Polynomial evaluation is a critical part of the efficient floating-point approximation of elementary functions, in software as well as in FPGA-based systems. Designing an optimized polynomial evaluation scheme is a complex and tedious task, due to multitudes of choices in numerous dimensions: the evaluation scheme, like Horner or Estrin, needs to be selected based on implementation goals (latency, throughput, accuracy. . . ) and be adapted to a given architecture, for example by adapting the level of parallelism to the architecture capabilities. For each operation, a fixed-point or floating-point format needs to be chosen, e.g. between formats such as binary32, binary64. Furthermore some schemes and formats induce compromises, in particular when it comes to vectorized evaluation schemes.
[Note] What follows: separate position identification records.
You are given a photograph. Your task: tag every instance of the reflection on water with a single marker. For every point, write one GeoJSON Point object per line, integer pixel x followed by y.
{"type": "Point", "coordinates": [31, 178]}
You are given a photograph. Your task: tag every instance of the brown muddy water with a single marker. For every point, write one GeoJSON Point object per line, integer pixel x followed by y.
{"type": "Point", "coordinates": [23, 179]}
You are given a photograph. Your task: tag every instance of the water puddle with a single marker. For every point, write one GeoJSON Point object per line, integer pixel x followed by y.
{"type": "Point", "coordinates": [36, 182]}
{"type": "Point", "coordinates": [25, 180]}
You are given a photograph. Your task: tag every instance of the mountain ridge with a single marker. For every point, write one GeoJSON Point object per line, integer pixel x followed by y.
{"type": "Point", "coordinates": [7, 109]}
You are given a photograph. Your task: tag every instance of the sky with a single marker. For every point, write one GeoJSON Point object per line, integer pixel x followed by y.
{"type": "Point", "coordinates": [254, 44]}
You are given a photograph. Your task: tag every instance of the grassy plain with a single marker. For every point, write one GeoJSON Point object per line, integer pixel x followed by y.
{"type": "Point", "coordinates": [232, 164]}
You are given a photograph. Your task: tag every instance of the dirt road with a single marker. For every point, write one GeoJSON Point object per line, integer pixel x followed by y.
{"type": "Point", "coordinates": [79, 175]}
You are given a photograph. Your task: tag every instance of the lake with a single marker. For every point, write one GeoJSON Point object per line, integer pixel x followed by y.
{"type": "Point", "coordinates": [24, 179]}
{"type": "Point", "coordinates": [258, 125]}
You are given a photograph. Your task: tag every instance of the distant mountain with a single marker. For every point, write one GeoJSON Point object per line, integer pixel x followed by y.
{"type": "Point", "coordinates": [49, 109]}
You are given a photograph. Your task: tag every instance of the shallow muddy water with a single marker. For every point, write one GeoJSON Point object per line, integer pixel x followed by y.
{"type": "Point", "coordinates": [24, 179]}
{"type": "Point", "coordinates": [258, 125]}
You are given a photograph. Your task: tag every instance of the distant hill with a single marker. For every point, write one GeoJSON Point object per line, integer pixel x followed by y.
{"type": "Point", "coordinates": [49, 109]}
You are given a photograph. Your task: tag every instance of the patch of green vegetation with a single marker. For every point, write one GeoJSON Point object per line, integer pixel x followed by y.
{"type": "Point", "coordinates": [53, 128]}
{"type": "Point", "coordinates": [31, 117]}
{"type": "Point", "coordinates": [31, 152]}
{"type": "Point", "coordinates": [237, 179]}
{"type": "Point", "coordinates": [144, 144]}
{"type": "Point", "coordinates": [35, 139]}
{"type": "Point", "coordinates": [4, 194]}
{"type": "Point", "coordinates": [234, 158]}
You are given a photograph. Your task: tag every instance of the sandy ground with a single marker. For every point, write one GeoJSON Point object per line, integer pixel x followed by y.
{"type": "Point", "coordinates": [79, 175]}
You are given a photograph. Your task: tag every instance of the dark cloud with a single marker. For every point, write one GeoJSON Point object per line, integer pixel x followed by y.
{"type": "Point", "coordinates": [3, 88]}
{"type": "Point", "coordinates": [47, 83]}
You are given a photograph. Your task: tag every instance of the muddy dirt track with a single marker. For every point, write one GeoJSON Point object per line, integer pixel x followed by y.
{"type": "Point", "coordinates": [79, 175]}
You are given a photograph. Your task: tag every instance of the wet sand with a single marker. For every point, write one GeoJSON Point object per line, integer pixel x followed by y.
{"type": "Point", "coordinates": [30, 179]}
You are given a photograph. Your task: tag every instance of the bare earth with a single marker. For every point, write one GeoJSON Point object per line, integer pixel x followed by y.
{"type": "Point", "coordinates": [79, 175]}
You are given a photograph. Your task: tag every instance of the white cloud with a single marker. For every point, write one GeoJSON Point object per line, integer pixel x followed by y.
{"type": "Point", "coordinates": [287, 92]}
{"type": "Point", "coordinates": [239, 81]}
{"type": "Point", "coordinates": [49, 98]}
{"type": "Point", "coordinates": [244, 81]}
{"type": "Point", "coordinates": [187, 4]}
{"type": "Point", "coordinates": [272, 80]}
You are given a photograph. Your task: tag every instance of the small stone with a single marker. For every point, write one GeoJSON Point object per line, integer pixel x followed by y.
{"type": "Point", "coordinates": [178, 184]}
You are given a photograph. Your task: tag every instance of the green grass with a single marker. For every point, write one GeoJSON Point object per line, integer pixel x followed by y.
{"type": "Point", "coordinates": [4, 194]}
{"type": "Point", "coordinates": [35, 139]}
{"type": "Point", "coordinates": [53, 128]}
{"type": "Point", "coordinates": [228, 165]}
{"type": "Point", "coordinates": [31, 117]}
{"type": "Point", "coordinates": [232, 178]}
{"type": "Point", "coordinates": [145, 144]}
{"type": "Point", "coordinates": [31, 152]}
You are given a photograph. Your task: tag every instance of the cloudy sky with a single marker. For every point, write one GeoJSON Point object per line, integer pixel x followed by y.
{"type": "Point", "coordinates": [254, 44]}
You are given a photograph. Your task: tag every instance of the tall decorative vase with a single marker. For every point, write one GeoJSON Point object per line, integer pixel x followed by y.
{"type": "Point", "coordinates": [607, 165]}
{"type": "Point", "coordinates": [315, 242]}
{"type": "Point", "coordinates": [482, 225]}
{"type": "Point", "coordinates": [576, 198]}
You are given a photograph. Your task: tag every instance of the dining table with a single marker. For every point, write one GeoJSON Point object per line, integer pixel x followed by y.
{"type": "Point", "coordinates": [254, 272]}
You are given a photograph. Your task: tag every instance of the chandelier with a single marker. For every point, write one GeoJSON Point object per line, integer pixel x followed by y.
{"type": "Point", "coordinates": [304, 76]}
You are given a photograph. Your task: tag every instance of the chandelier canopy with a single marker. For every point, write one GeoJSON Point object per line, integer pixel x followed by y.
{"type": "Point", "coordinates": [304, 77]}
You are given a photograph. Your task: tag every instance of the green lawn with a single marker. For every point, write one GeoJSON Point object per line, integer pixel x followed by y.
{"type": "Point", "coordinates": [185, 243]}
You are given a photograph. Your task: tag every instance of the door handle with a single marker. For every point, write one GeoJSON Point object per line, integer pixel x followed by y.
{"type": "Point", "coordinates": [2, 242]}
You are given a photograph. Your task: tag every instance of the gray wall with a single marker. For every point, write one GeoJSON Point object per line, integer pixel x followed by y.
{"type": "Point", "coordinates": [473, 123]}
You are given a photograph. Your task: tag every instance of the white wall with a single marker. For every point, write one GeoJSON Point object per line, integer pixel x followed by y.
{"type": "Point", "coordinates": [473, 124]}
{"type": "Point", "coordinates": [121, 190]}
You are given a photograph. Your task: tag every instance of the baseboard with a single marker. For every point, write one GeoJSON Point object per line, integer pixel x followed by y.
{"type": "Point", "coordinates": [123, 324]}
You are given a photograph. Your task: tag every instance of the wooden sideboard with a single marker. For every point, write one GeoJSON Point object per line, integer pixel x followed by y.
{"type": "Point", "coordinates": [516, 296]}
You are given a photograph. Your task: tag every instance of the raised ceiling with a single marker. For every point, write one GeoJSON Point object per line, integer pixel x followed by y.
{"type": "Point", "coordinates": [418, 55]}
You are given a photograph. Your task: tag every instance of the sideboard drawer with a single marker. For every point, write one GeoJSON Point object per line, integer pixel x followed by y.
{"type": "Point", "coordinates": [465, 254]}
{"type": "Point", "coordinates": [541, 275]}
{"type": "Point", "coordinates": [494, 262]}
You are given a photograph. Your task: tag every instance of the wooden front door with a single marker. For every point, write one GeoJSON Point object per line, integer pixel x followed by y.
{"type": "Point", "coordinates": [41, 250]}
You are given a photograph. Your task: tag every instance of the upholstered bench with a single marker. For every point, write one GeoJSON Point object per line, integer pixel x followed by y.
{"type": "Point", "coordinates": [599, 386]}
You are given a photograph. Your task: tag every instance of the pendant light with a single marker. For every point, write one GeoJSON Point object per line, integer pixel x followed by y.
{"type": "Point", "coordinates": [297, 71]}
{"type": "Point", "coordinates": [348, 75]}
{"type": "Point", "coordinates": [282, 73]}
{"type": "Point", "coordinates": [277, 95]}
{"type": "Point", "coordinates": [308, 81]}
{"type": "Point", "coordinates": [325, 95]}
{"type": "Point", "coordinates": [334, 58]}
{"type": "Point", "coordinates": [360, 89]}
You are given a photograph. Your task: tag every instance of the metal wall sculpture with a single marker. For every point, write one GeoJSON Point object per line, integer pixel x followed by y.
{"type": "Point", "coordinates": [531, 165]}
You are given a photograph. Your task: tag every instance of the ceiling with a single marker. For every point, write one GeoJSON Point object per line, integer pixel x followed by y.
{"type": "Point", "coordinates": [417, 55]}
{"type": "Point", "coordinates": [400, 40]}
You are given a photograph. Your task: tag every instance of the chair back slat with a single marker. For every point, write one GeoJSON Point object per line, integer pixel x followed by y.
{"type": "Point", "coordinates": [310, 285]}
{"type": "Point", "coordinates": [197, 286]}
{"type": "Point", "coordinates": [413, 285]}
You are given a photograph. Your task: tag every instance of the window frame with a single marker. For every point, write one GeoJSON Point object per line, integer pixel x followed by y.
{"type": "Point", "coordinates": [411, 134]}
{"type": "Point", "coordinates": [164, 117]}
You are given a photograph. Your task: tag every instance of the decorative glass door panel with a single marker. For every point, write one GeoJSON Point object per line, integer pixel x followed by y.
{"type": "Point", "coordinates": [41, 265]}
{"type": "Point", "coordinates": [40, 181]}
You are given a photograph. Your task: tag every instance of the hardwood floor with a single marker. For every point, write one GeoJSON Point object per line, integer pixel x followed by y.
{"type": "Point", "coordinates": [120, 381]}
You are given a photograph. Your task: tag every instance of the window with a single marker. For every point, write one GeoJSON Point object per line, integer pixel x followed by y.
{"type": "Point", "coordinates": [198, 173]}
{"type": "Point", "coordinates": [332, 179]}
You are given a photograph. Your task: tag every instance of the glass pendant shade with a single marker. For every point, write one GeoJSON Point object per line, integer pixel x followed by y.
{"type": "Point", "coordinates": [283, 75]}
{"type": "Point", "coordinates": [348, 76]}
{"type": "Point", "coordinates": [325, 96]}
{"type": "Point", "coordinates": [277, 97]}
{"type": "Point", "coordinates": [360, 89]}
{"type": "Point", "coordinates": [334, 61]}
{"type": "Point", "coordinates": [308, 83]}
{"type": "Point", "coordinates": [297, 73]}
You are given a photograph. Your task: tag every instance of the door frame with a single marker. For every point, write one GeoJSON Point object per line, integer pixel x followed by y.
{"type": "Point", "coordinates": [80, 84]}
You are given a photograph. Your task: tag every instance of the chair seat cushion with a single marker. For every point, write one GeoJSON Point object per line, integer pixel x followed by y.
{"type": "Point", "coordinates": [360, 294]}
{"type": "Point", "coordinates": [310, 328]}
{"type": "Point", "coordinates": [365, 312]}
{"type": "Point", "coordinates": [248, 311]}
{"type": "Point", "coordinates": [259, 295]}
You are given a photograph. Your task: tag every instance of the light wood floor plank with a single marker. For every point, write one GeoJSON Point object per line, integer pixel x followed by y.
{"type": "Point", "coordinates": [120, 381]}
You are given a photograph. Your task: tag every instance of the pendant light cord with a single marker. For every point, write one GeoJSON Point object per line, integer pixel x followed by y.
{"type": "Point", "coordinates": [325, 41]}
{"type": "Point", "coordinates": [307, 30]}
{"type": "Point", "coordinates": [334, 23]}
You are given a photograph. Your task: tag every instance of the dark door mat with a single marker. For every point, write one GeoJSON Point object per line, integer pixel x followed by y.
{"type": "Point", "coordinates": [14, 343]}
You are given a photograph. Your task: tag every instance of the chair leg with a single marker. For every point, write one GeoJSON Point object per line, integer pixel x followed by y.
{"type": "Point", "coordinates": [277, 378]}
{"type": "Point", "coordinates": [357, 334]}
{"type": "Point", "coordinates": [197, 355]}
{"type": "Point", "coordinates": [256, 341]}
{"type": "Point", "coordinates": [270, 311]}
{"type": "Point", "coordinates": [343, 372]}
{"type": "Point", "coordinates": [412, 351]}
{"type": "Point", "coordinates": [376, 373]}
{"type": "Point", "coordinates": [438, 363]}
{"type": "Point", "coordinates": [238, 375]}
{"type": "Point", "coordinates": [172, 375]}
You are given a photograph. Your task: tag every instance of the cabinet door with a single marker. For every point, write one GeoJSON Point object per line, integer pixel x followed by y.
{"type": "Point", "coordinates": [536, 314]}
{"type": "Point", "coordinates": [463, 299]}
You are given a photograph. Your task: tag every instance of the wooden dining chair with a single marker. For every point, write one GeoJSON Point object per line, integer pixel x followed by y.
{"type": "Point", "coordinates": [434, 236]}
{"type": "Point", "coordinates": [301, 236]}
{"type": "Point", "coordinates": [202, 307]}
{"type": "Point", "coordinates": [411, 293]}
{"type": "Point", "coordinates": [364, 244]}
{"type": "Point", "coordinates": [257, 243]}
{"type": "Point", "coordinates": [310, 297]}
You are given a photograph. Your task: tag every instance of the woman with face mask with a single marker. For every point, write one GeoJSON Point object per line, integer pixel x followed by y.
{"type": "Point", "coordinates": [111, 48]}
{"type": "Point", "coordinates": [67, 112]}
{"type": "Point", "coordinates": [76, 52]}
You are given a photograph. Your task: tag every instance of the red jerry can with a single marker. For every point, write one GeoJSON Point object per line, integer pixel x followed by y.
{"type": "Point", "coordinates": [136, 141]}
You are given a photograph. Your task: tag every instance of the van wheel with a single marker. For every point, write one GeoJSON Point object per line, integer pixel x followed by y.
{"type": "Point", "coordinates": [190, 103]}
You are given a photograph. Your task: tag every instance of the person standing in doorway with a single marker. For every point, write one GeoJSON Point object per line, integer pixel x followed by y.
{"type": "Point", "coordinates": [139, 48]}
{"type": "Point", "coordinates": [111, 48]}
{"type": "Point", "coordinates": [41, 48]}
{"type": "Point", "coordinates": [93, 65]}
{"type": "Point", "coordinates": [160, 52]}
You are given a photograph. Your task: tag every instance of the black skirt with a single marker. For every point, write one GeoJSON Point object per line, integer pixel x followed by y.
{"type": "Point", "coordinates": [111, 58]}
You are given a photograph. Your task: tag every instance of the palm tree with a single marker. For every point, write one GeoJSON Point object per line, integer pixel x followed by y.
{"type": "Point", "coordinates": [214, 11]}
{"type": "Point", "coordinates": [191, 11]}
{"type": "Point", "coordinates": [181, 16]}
As part of a longer automated code generation toolchain, polynomial evaluation gains to be used repeatedly. Several aspects of polynomial evaluation have been presented before, such as code generation for Horner schemes with floating-point expansions or optimization of polynomial evaluation schemes. In this work we study both combination and extension of these techniques, striving for their integration in a code generator. In particular, we present an algorithm within the Metalibm-ludgdunum code generation framework, based on input by Metalibm-lutetia. Our intent is to offer state of the art multi-word evaluation with polynomial scheme space exploration with CGPE, Gappa correctness proof and advanced code generation, suited for High-Level Synthesis.